Elles notent, par ailleurs, que Mme [S] [M] savait, le jour de l'investissement, que sa bonne fin dépendait de la solvabilité de la société MARANATHA qui assurait seule la liquidité des titres, et estiment que celle-ci pouvait d'emblée mesurer sa perte de chance de ne pas contracter, faute d'avoir été mieux informée et conseillée sur le risque de défaillance de la société holding du groupe.
Elles considèrent au demeurant que retenir la date de l'entrée de cette société dans la procédure collective rendrait l'action des investisseurs imprescriptible à l'égard de leurs conseillers en investissement financier dont le rôle est d'éviter à leur client de souscrire à un investissement et non d'éviter un risque.
Elles précisent au surplus que la faillite de la société MARANATHA est inopérante à reporter le point de départ du délai de prescription à leur égard dès lors que cet événement est sans incidence sur la responsabilité de la société CDL CONSEIL.
Aux termes de ses dernières écritures notifiées par la voie électronique le 26 janvier 2024, Mme [S] [M] demande au juge de la mise en état, au visa de l'article 2224 du code civil, de :
“-DEBOUTER MMA IARD, MMA IARD ASSURANCES MUTUELLES et CDL CONSEIL de leurs fins de non-recevoir visant à voir constater la prescription de l'action madame [S] [M] ;
En conséquence,
- JUGER recevable l'action de Madame [S] [M] ;
- RENVOYER les parties devant la 9ème chambre 1ère section du tribunal judiciaire de Paris concernant le fonds du dossier ;
En tout état de cause
- CONDAMNER solidairement MMA IARD, MMA IARD ASSURANCES MUTUELLES et CDL CONSEIL à verser à l'intimé la somme de 5 000 euros au titre de l'article 700 du code de procédure civile ;
- CONDAMNER solidairement MMA IARD, MMA IARD ASSURANCES MUTUELLES et CDL CONSEIL aux entiers dépens dont distraction au profit de la SCP FLOQUET GARET NOACHOVITCH, représentée par Maitre Thierry FLOQUE”.

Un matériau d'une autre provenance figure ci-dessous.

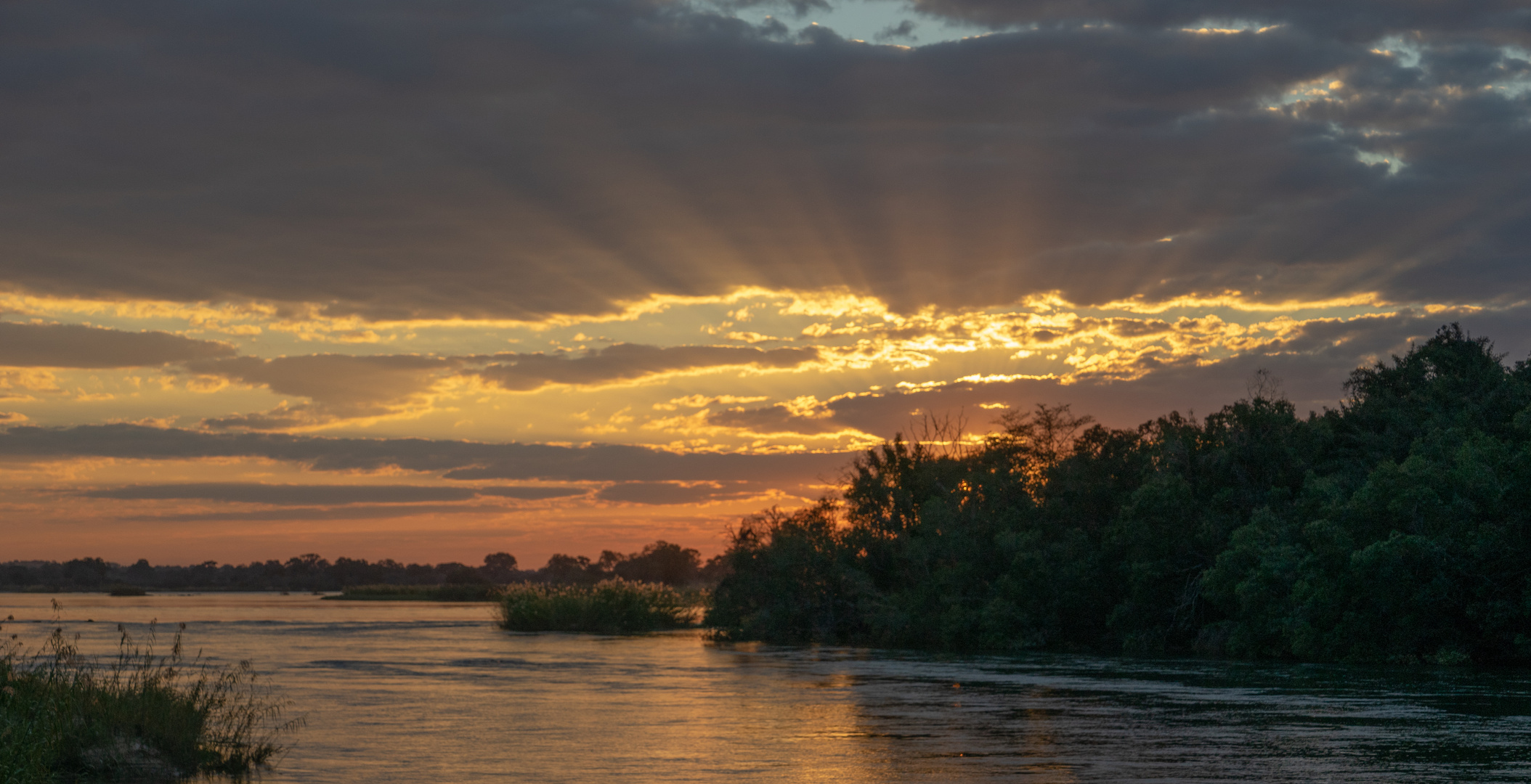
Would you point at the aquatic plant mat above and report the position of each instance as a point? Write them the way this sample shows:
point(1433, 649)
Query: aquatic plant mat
point(420, 593)
point(610, 607)
point(139, 717)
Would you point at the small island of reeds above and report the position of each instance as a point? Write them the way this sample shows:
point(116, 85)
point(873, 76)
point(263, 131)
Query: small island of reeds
point(608, 607)
point(138, 717)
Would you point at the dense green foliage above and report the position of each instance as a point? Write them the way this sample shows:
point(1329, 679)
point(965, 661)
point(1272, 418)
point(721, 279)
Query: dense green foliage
point(1395, 528)
point(141, 717)
point(610, 607)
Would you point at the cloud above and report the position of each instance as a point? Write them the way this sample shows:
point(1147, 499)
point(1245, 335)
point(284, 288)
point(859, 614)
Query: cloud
point(458, 460)
point(91, 346)
point(530, 494)
point(322, 513)
point(624, 362)
point(577, 157)
point(285, 494)
point(336, 380)
point(1360, 20)
point(670, 494)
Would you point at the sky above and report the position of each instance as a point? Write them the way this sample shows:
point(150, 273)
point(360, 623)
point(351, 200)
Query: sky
point(431, 279)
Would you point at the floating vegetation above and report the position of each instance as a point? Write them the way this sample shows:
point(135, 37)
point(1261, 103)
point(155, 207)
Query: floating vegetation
point(610, 607)
point(420, 593)
point(143, 717)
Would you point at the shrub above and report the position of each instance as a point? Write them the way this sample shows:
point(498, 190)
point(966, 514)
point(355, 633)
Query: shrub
point(610, 607)
point(143, 716)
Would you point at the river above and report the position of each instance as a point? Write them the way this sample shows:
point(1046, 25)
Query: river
point(435, 693)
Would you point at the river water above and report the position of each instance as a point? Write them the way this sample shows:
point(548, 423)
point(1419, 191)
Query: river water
point(435, 693)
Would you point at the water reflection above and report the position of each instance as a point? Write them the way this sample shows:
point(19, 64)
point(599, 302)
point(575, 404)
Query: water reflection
point(399, 691)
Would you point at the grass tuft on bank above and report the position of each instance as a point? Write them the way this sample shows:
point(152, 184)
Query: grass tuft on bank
point(610, 607)
point(138, 717)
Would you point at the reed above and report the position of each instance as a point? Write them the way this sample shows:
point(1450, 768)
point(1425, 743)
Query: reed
point(138, 716)
point(610, 607)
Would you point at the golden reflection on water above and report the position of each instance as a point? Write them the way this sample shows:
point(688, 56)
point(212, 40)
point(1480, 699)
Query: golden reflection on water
point(424, 693)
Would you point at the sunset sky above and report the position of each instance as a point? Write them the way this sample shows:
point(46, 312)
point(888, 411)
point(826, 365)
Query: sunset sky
point(431, 279)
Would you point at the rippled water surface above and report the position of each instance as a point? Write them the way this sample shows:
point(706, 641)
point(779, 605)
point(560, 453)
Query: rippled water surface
point(424, 693)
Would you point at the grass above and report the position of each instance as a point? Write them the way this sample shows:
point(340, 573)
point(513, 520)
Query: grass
point(420, 593)
point(610, 607)
point(138, 717)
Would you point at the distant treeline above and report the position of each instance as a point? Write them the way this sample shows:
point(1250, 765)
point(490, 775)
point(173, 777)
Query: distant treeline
point(1395, 528)
point(657, 563)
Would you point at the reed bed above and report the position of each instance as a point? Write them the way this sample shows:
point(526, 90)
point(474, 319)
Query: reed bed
point(610, 607)
point(141, 717)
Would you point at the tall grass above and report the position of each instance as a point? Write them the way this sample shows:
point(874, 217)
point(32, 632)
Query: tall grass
point(139, 716)
point(610, 607)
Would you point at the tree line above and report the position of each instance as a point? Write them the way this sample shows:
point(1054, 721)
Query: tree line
point(1392, 528)
point(660, 563)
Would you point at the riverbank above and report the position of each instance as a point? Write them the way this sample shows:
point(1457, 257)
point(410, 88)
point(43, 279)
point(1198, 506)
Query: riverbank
point(138, 716)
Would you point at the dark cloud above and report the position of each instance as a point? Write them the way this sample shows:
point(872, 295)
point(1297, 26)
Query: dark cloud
point(564, 157)
point(285, 494)
point(1360, 20)
point(627, 360)
point(460, 460)
point(798, 8)
point(89, 346)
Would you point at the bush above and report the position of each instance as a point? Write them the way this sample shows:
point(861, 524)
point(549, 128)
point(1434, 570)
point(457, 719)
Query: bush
point(139, 717)
point(610, 607)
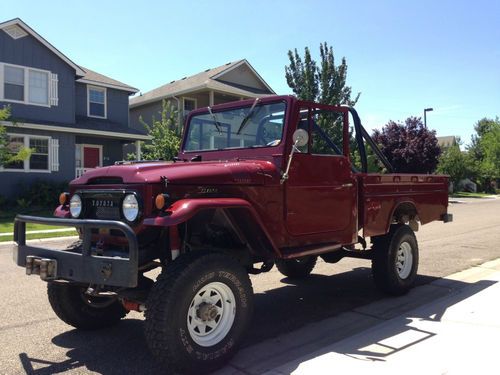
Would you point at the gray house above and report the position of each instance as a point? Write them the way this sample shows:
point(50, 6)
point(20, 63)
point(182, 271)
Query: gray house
point(72, 118)
point(226, 83)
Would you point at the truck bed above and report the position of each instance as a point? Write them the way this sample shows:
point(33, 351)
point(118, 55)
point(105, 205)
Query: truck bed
point(380, 195)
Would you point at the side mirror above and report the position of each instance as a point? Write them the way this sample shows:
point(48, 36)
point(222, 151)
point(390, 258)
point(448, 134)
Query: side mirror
point(300, 138)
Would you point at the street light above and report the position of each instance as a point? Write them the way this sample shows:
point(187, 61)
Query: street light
point(425, 115)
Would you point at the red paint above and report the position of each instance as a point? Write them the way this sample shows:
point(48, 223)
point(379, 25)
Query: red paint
point(323, 202)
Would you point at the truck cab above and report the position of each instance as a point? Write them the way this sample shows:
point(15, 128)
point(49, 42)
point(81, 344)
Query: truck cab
point(256, 183)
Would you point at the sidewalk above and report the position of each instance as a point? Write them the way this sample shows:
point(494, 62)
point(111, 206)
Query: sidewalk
point(451, 326)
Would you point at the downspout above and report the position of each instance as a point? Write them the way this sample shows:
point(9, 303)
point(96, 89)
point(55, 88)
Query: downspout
point(178, 113)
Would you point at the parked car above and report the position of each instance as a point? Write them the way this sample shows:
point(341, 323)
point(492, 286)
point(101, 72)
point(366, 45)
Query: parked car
point(257, 183)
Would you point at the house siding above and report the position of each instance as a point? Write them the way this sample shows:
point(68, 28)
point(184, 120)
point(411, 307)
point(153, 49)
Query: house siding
point(22, 180)
point(116, 104)
point(147, 112)
point(111, 149)
point(29, 52)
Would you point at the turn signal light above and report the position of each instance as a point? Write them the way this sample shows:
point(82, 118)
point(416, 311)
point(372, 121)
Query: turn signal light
point(63, 198)
point(161, 200)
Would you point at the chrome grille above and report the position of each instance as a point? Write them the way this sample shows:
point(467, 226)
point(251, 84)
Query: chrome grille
point(108, 213)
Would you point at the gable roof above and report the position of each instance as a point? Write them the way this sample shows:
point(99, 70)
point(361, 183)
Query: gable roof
point(87, 75)
point(29, 30)
point(98, 79)
point(208, 79)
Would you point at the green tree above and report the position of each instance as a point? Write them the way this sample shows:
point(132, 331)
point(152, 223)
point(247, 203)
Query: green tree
point(165, 132)
point(324, 82)
point(7, 154)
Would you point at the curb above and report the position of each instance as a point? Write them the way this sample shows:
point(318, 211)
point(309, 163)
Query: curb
point(276, 352)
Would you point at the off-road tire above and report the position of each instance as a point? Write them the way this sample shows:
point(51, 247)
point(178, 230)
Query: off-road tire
point(73, 307)
point(390, 276)
point(297, 268)
point(170, 300)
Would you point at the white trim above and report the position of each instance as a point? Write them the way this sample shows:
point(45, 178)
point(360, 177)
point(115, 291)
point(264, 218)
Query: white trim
point(18, 21)
point(109, 85)
point(26, 70)
point(83, 145)
point(97, 88)
point(243, 62)
point(192, 90)
point(15, 32)
point(26, 163)
point(63, 129)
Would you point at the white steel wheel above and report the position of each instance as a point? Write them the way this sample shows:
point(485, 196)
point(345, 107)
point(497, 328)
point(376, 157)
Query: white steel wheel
point(211, 314)
point(404, 260)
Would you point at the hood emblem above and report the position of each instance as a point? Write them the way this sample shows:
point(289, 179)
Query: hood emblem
point(207, 190)
point(164, 180)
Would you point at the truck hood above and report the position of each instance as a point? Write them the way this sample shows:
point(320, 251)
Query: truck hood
point(247, 172)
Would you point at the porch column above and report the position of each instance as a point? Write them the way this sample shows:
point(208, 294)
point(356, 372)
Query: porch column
point(138, 150)
point(211, 98)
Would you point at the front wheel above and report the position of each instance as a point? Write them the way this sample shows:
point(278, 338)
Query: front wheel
point(395, 260)
point(198, 311)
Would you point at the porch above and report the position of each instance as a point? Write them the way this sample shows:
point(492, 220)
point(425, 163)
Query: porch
point(95, 153)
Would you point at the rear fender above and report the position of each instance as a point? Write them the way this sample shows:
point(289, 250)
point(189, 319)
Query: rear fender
point(240, 212)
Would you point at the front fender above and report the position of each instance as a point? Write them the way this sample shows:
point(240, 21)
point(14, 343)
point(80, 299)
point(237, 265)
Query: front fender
point(184, 209)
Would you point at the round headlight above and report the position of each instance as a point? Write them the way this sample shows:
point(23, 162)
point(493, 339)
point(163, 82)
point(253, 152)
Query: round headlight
point(130, 207)
point(75, 205)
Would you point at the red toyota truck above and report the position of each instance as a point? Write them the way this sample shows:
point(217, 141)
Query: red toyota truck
point(257, 183)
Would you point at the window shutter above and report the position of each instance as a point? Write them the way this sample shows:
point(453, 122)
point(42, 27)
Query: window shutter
point(53, 92)
point(54, 154)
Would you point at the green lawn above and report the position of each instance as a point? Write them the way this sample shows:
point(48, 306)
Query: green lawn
point(471, 195)
point(7, 225)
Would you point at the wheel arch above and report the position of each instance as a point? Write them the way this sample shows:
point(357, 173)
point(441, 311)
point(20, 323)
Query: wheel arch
point(241, 217)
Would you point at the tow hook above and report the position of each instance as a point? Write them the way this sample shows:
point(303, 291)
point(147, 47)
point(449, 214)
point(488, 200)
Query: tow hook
point(133, 306)
point(46, 268)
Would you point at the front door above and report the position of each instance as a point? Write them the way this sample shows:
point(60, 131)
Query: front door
point(91, 157)
point(321, 192)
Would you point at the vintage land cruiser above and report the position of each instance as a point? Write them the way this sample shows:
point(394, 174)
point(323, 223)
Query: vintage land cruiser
point(257, 183)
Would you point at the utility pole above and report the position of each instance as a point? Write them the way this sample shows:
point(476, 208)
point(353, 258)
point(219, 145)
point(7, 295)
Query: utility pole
point(425, 115)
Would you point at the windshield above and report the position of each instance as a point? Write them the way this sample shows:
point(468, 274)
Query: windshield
point(262, 126)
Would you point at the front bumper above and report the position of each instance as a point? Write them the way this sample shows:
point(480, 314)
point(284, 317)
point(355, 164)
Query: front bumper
point(84, 266)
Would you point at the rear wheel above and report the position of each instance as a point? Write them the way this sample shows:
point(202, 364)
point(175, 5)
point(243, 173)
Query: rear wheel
point(198, 311)
point(395, 260)
point(74, 307)
point(296, 268)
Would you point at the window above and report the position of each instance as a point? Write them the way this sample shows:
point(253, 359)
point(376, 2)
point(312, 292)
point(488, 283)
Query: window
point(237, 128)
point(15, 144)
point(38, 87)
point(28, 85)
point(44, 153)
point(327, 133)
point(189, 105)
point(96, 101)
point(13, 83)
point(39, 159)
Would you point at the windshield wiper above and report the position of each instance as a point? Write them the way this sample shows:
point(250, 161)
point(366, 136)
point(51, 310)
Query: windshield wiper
point(248, 116)
point(217, 123)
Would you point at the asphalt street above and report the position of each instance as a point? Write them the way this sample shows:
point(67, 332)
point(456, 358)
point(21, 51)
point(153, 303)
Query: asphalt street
point(34, 341)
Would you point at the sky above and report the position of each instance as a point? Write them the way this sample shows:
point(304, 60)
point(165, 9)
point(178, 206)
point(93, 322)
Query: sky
point(402, 56)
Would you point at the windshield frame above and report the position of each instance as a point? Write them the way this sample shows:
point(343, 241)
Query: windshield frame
point(232, 106)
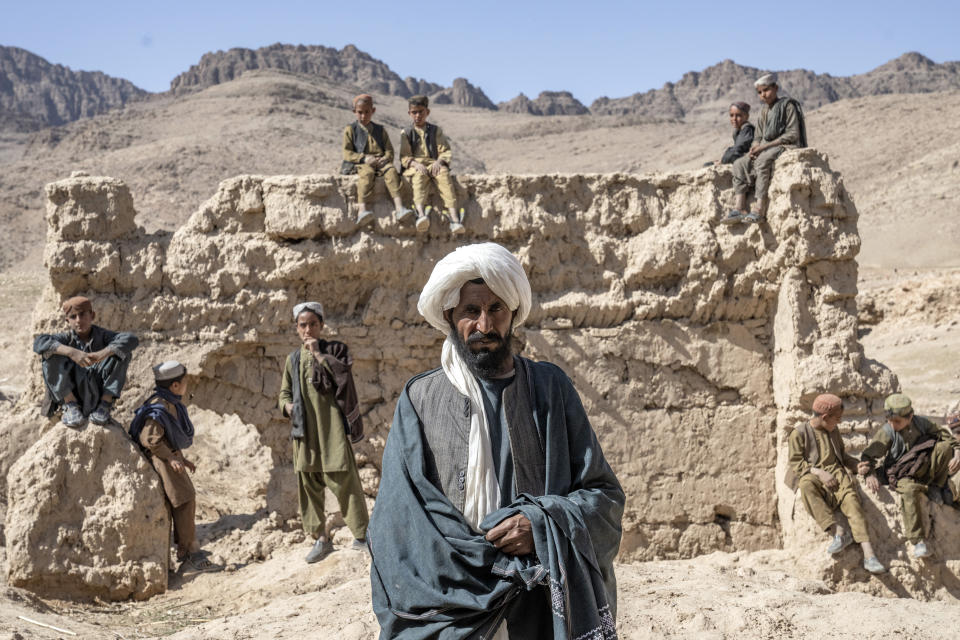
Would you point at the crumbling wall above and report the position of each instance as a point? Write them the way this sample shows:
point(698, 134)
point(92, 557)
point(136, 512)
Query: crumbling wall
point(693, 345)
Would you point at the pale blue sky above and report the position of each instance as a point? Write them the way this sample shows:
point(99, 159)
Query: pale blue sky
point(603, 47)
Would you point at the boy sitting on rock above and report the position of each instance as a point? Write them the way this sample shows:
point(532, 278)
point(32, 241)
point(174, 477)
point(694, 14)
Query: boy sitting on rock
point(84, 368)
point(425, 155)
point(781, 126)
point(162, 428)
point(368, 153)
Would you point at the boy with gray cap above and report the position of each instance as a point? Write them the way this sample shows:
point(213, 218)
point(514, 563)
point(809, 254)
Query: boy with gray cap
point(913, 455)
point(780, 126)
point(162, 428)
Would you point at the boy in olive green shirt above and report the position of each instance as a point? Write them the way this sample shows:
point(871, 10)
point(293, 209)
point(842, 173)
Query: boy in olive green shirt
point(368, 153)
point(425, 155)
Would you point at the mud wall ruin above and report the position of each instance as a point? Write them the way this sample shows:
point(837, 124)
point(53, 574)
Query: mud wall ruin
point(693, 345)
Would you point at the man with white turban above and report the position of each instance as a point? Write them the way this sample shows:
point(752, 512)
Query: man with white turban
point(497, 515)
point(319, 396)
point(780, 126)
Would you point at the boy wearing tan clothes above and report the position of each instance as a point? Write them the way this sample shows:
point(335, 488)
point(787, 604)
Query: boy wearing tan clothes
point(425, 155)
point(368, 153)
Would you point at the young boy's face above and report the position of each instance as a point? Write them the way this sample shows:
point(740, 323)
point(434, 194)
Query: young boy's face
point(767, 93)
point(737, 118)
point(419, 115)
point(309, 326)
point(364, 111)
point(81, 321)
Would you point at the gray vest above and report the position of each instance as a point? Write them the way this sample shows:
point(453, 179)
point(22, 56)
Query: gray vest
point(445, 418)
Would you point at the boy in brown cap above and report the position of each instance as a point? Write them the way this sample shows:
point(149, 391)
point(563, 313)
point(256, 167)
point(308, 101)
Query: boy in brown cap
point(84, 368)
point(425, 155)
point(825, 473)
point(368, 153)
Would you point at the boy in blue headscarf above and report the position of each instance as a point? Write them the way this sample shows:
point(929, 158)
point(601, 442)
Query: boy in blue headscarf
point(163, 430)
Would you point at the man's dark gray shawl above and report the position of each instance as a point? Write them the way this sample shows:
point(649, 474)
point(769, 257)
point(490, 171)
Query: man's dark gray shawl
point(434, 577)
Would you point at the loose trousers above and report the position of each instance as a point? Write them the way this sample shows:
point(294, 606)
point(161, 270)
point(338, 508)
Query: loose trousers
point(421, 184)
point(63, 376)
point(346, 486)
point(821, 503)
point(366, 177)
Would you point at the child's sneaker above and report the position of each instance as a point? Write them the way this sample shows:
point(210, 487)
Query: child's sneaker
point(364, 217)
point(72, 415)
point(101, 415)
point(733, 217)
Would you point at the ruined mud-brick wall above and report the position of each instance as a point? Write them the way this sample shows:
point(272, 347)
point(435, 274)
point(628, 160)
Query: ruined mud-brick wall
point(689, 342)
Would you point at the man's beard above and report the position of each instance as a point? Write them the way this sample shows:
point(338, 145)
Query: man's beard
point(484, 364)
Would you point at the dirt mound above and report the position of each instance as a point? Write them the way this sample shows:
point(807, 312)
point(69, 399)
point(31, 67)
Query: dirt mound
point(86, 517)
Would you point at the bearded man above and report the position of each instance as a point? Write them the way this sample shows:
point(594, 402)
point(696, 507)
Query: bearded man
point(497, 515)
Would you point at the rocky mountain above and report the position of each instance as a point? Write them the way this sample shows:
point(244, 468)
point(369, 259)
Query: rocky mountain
point(464, 94)
point(35, 93)
point(347, 65)
point(548, 103)
point(700, 94)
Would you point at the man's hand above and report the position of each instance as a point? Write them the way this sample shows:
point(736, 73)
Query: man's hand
point(826, 478)
point(954, 465)
point(513, 536)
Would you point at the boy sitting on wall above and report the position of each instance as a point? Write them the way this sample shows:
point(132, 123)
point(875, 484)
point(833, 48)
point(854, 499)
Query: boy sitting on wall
point(425, 155)
point(368, 153)
point(85, 368)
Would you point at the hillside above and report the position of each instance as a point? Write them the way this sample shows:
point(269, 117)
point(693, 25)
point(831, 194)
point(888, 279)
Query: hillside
point(699, 95)
point(35, 94)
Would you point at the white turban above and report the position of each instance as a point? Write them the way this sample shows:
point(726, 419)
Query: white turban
point(503, 273)
point(316, 307)
point(500, 270)
point(766, 80)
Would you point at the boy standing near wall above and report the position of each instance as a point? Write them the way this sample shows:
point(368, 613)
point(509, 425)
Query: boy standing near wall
point(319, 396)
point(425, 155)
point(368, 153)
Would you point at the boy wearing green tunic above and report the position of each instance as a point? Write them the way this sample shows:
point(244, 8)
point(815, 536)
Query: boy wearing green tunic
point(781, 126)
point(425, 156)
point(319, 396)
point(824, 469)
point(368, 153)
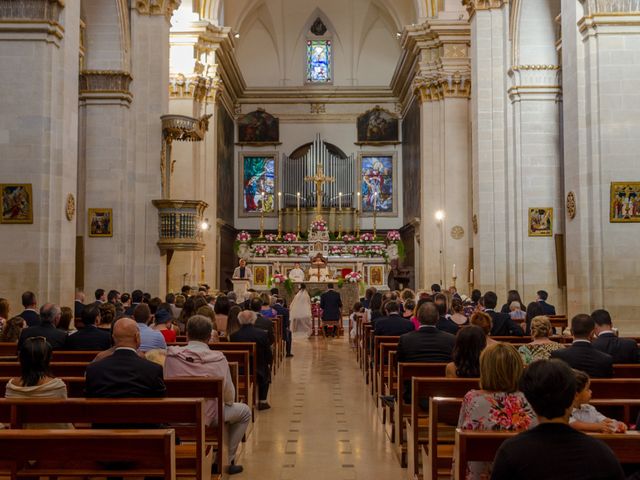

En réplique aux moyens adverses, Mme [S] [M] fait valoir, qu'avant le placement de la société MARANATHA en redressement judiciaire le 27 septembre 2017, son préjudice, en dépit des risques de tout placement, ne pouvait qu'être hypothétique. Elle précise que son droit d'agir suppose un élément rendant nécessaire l'action et que cet élément procède, ici, de la révélation de la déconfiture de la société holding, permettant qu'elle prenne conscience des manquements de son interlocuteur qui est un conseiller en investissement financier. Elle conclut au rejet de la fin de non-recevoir tirée de la prescription de son action soulevée par les demanderesses à l'incident.
Conformément aux dispositions de l'article 455 du code de procédure civile, il est fait expressément référence aux écritures des parties visées ci-dessus quant à l'exposé du surplus de leurs prétentions et moyens.
L'incident a été examiné à l'audience du 13 mai 2024.
EXPOSE DES MOTIFS
Sur la prescription
Aux termes de l'article 2224 du code civil, " Les actions personnelles ou mobilières se prescrivent par cinq ans à compter du jour où le titulaire d'un droit a connu ou aurait dû connaître les faits lui permettant de l'exercer. "
La prescription d'une action en responsabilité ne court qu'à compter de la réalisation du dommage ou de la date à laquelle il a été révélé à la victime si celle-ci établit qu'elle n'en avait pas eu précédemment connaissance.
En l'occurrence, le préjudice de Mme [S] [M] s'analyse en réalité en une perte de chance, qui n'est cependant pas celle de ne pas contracter, mais qui est, vu le manquement allégué à l'obligation précontractuelle d'information ou de conseil du conseil en investissement financier, une perte de chance d'éviter le risque qui s'est réalisé.
Or, ce dommage se manifeste dès la réalisation du risque, à moins que l'investisseur ne démontre qu'il pouvait à cette date légitimement l'ignorer.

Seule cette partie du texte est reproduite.